Division of Facebook Connectivity

Express Wi-Fi was a division within Facebook Connectivity, which is a group of global internet connectivity initiatives by Meta. It is one of several programs under the Facebook Connectivity umbrella. It partners with mobile network operators and internet service providers to provide internet access via public Wi-Fi hotspots.

In February 2022, Meta announced that Express Wi-Fi will be shut down, globally.

==Operating locations and local partnerships==

===Ghana===
Service was offered in partnership with Vodafone Ghana in various regions of Ghana.

===India===
Service was offered in partnership with internet service providers AirJaldi, LMES, NetVision, Tikona and Shaildhar. in Rajasthan, Uttrakhand, Gujarat, Mizoram and Meghalaya.

===Indonesia===
Service was offered in partnership with D~Net, an internet service provider, enabling Facebook and D~NET to establish a presence in city of Surabaya and Sugro, a village in Bromo Tengger Semeru National Park.

===Kenya===
Service was offered in partnership with SURF, and BRCK since 2019, an internet service provider. Express Wi-Fi was launched in Kenya on March 29, 2017, providing 1000 Wi-Fi hotspots throughout the greater Nairobi area.

=== Nepal ===
Services were offered in Nepal through partnerships with Worldlink and Microsoft Nepal.

Worldlink used the Express Wi-Fi platform to support 7,500 of their 10,000 hotspot locations across the country and plans to expand their coverage to more rural areas using this partnership.

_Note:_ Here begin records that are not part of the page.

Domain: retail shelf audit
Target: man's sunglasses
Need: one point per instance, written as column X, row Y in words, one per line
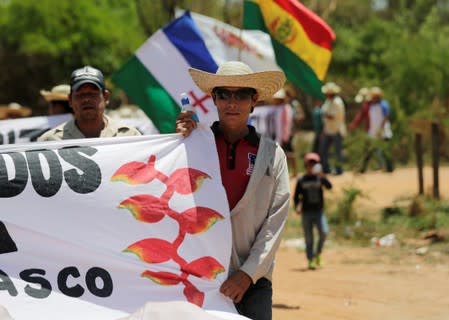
column 239, row 95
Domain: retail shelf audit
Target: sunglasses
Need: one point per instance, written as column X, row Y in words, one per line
column 239, row 95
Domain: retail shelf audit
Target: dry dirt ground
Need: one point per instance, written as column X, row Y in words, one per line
column 367, row 283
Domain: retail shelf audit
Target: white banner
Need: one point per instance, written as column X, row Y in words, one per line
column 95, row 228
column 25, row 130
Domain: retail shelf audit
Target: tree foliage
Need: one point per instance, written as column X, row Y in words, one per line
column 402, row 48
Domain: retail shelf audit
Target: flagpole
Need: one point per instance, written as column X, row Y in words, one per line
column 242, row 12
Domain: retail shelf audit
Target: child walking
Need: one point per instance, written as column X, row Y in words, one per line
column 309, row 203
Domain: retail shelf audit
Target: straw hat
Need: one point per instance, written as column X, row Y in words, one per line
column 238, row 74
column 362, row 95
column 58, row 93
column 376, row 92
column 14, row 110
column 330, row 88
column 280, row 94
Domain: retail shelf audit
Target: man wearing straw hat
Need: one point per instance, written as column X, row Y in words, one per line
column 255, row 176
column 88, row 98
column 58, row 99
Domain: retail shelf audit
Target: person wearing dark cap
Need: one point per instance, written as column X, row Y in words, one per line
column 254, row 173
column 88, row 98
column 58, row 99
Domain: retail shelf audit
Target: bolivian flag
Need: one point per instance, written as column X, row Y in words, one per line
column 302, row 41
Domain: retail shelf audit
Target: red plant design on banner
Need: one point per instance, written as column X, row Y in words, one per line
column 150, row 209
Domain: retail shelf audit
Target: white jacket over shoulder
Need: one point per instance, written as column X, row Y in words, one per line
column 259, row 217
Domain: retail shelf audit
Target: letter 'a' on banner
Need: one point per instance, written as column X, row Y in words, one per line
column 97, row 228
column 302, row 41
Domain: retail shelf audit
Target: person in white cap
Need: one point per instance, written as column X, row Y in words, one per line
column 308, row 199
column 255, row 176
column 334, row 127
column 58, row 99
column 88, row 98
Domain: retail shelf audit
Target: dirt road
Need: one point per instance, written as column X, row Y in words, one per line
column 367, row 283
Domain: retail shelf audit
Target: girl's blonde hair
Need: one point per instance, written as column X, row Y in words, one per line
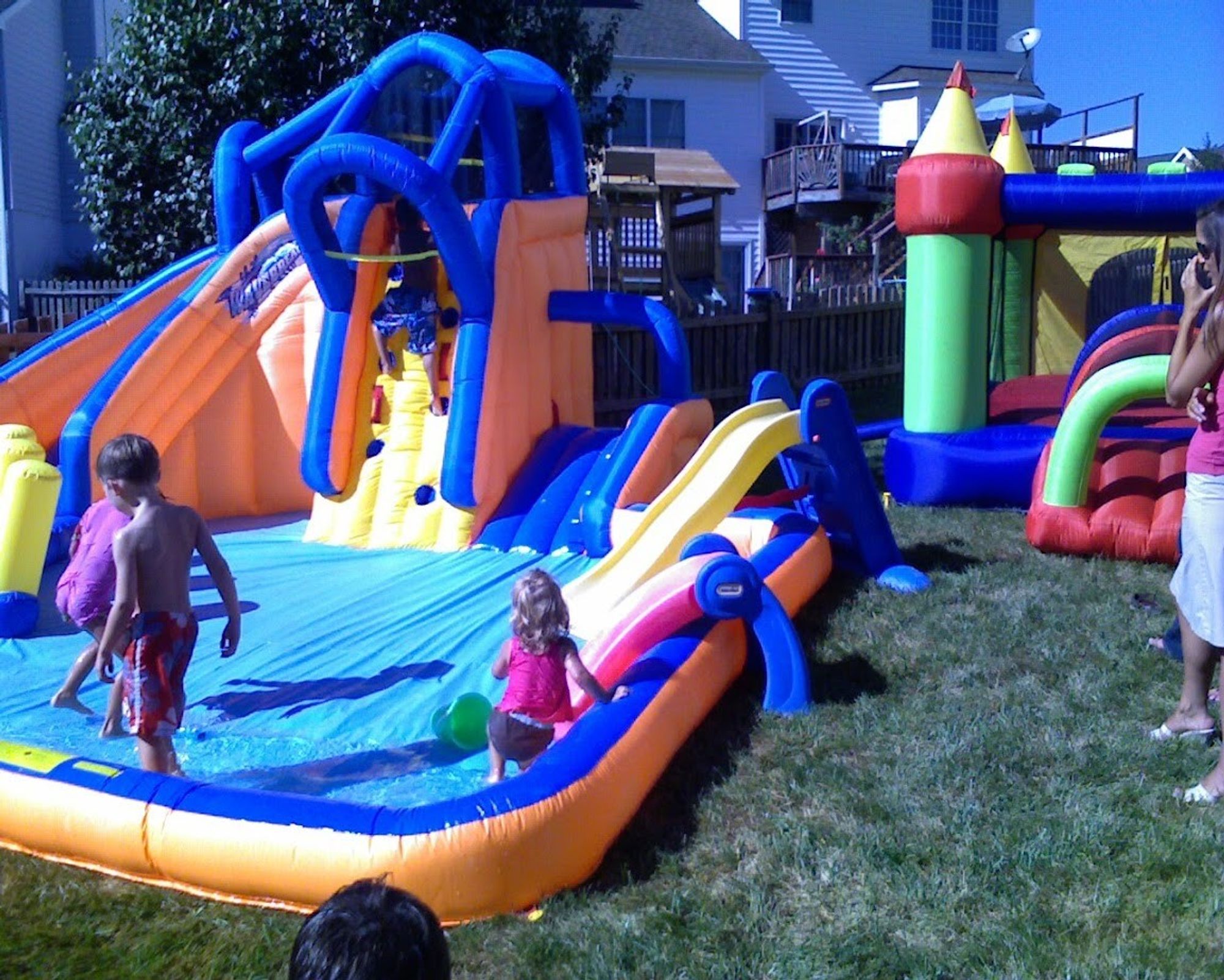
column 539, row 615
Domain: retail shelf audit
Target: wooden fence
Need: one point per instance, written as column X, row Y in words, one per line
column 67, row 302
column 23, row 336
column 861, row 346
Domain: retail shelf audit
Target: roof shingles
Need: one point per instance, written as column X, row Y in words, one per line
column 673, row 30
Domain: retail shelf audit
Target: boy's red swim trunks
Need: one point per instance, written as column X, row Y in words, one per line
column 155, row 667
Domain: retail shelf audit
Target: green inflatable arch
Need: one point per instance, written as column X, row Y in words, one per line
column 1075, row 441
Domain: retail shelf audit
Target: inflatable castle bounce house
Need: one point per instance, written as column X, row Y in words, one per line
column 1034, row 378
column 340, row 744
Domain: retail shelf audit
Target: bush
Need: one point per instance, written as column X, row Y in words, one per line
column 145, row 123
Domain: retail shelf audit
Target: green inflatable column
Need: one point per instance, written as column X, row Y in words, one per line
column 1018, row 308
column 947, row 329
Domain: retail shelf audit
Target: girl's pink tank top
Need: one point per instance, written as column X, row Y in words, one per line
column 538, row 686
column 1206, row 452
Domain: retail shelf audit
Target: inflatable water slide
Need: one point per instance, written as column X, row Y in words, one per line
column 1041, row 310
column 330, row 747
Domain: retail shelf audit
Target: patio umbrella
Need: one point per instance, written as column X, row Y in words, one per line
column 1031, row 112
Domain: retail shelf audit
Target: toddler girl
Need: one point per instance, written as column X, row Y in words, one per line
column 84, row 598
column 537, row 659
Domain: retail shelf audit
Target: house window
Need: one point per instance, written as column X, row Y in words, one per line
column 731, row 265
column 632, row 130
column 784, row 134
column 796, row 12
column 982, row 31
column 647, row 123
column 946, row 24
column 668, row 123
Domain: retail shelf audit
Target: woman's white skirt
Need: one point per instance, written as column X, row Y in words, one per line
column 1199, row 582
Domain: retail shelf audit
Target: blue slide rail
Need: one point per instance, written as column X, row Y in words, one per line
column 675, row 375
column 62, row 339
column 842, row 492
column 565, row 495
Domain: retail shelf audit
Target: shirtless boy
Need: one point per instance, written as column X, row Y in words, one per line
column 154, row 594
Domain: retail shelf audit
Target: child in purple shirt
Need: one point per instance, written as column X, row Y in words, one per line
column 84, row 598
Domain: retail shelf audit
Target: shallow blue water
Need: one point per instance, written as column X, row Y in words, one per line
column 345, row 657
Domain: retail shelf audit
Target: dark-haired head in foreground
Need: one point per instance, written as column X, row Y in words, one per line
column 371, row 930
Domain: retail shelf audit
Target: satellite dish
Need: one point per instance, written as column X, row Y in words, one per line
column 1024, row 41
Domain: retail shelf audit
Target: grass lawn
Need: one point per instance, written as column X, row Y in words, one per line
column 974, row 796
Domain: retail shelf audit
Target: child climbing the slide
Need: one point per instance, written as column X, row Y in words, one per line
column 537, row 660
column 84, row 597
column 154, row 597
column 412, row 301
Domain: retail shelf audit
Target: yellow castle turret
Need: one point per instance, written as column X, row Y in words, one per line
column 1010, row 151
column 954, row 127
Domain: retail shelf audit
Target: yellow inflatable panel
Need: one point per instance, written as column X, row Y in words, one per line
column 30, row 489
column 14, row 432
column 704, row 493
column 395, row 501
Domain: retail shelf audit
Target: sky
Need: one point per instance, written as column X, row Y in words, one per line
column 1171, row 51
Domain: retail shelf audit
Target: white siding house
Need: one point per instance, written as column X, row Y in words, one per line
column 695, row 86
column 40, row 227
column 853, row 58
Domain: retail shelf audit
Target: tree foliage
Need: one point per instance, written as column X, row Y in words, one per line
column 145, row 122
column 1211, row 156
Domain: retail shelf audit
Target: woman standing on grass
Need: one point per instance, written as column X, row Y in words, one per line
column 1199, row 582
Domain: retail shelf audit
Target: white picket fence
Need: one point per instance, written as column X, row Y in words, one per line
column 67, row 301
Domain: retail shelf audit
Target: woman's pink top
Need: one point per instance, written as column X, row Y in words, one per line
column 538, row 686
column 88, row 586
column 1206, row 452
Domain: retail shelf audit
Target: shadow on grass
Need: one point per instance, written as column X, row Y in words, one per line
column 668, row 817
column 937, row 558
column 845, row 681
column 837, row 681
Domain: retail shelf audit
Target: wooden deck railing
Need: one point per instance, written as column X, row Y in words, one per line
column 861, row 346
column 850, row 168
column 1047, row 160
column 65, row 302
column 846, row 168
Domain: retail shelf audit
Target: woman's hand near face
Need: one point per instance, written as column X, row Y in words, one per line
column 1196, row 297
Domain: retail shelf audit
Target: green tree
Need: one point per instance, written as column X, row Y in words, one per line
column 145, row 122
column 1211, row 157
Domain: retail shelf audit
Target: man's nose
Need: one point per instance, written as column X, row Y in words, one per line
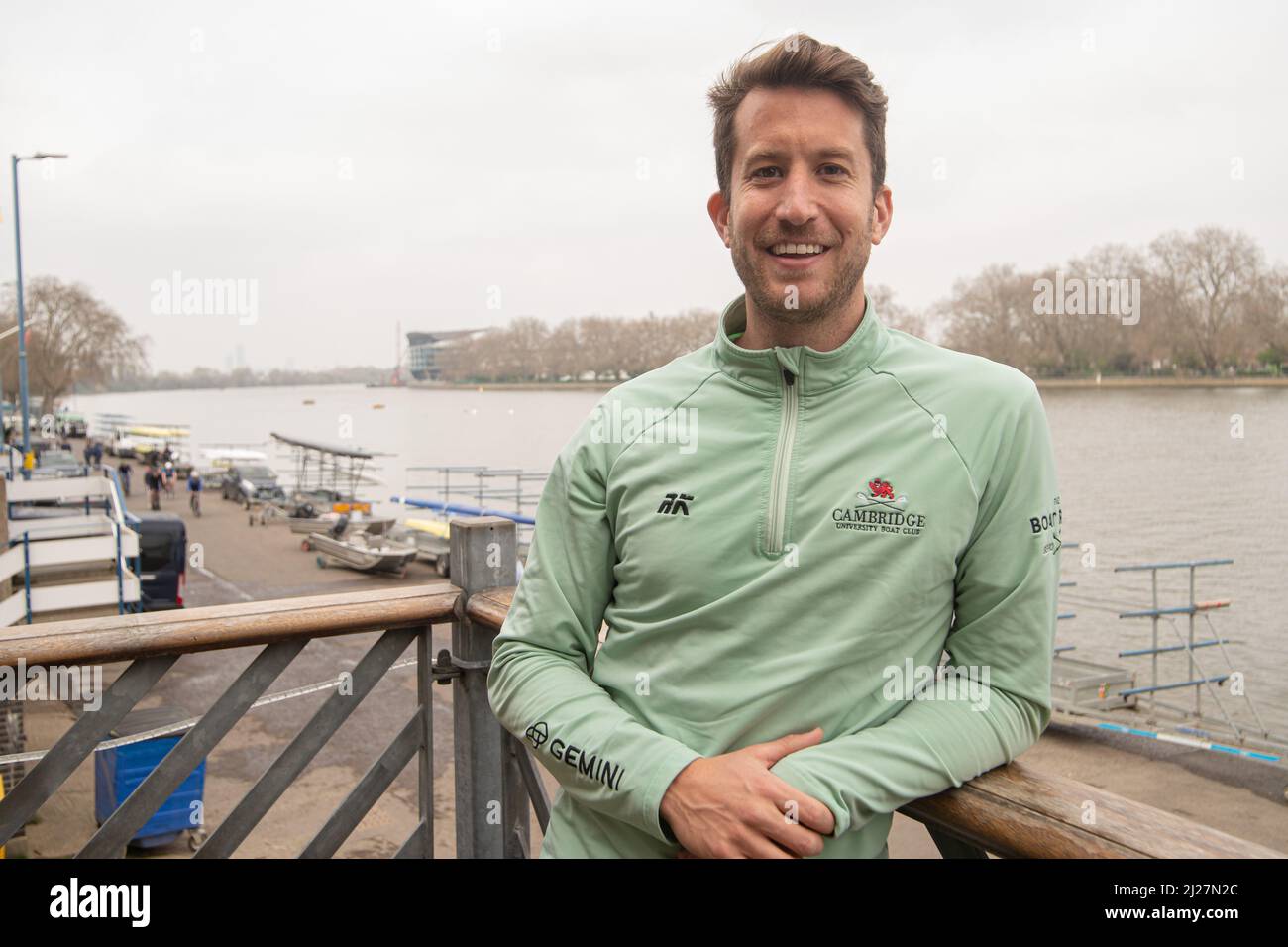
column 798, row 202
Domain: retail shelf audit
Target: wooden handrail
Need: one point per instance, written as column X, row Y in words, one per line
column 127, row 637
column 1018, row 812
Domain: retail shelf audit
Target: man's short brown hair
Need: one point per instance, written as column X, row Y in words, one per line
column 800, row 62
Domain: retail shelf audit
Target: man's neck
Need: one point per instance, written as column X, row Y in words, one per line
column 822, row 335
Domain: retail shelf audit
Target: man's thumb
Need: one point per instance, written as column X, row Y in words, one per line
column 774, row 750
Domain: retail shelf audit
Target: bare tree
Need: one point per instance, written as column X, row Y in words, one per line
column 1209, row 283
column 73, row 339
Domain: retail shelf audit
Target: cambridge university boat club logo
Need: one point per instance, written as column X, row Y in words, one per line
column 880, row 509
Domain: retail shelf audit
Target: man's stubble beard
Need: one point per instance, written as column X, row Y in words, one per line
column 774, row 307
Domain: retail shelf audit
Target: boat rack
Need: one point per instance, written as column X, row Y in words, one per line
column 1087, row 688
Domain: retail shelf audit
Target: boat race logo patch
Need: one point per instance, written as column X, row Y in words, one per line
column 880, row 509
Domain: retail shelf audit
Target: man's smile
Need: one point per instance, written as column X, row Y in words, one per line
column 797, row 257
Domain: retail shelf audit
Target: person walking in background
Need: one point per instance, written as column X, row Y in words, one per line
column 153, row 480
column 194, row 491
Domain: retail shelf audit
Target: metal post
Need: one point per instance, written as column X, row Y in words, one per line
column 1153, row 579
column 1198, row 690
column 490, row 804
column 22, row 325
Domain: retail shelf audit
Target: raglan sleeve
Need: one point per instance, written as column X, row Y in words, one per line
column 540, row 682
column 1003, row 633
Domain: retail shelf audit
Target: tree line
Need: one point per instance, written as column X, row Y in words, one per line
column 1199, row 303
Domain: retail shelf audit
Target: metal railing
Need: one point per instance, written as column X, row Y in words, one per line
column 1013, row 810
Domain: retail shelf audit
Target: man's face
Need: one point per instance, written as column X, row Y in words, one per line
column 802, row 217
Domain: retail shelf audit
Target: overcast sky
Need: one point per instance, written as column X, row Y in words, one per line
column 372, row 162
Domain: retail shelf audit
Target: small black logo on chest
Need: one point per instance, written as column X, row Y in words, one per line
column 675, row 502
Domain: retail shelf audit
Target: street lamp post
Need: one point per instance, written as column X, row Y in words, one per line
column 22, row 316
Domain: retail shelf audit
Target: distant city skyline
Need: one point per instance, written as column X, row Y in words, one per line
column 455, row 166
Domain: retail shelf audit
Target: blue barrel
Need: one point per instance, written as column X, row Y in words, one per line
column 117, row 772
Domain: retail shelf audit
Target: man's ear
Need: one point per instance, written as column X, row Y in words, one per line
column 719, row 211
column 881, row 211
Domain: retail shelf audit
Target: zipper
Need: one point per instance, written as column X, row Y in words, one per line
column 782, row 462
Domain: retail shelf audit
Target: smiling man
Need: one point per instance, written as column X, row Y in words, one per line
column 733, row 647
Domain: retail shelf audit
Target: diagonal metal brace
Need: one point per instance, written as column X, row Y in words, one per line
column 446, row 667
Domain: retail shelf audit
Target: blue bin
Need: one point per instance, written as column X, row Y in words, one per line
column 117, row 772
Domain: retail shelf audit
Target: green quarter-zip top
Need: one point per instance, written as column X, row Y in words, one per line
column 781, row 539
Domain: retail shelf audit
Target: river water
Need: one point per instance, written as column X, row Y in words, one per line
column 1145, row 475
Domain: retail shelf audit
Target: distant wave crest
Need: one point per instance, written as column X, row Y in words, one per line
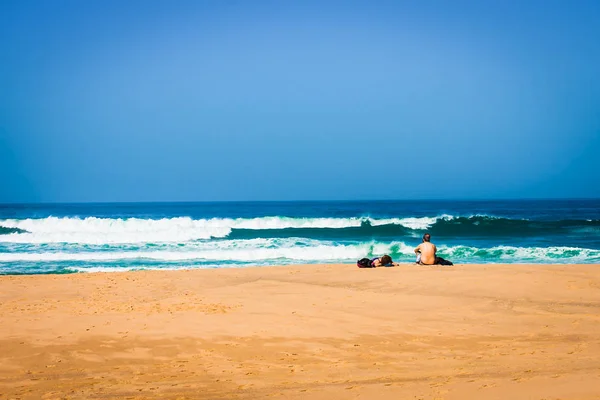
column 94, row 230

The collaboration with Microsoft Nepal provides service to Lalitpur, Bhaktapur, and Bharatpur.

===Nigeria===
Service was offered in partnership with local internet service providers Tizeti.

===Philippines===
Service was offered in partnership with Globe Telecom, a major provider of telecommunications services in the Philippines.

===South Africa===
Service was offered in partnership with CellC, a telecommunication company in South Africa

===Tanzania===
Service was offered in partnership with Habari, an internet service provider.

=== Brazil & LaTAM ===
Server was offered in partnership with Hughes, a satellite service provider.

==Technology partners==
In August 2018, Express Wi-Fi by Facebook announced a technology partnership program. The program allows access point manufacturers to produce and supply Wi-Fi hardware that is compatible with Express Wi-Fi. Program participants include Ruckus Networks, an ARRIS Company, Cisco Systems, Inc. (to be certified Oct 2019), Arista Networks, Cambium Networks, Edge-core Networks by Accton Technology Corporation, In February 2019, Nokia announced that Nokia AirScale Wi-Fi platform would also participate in the technology partner program.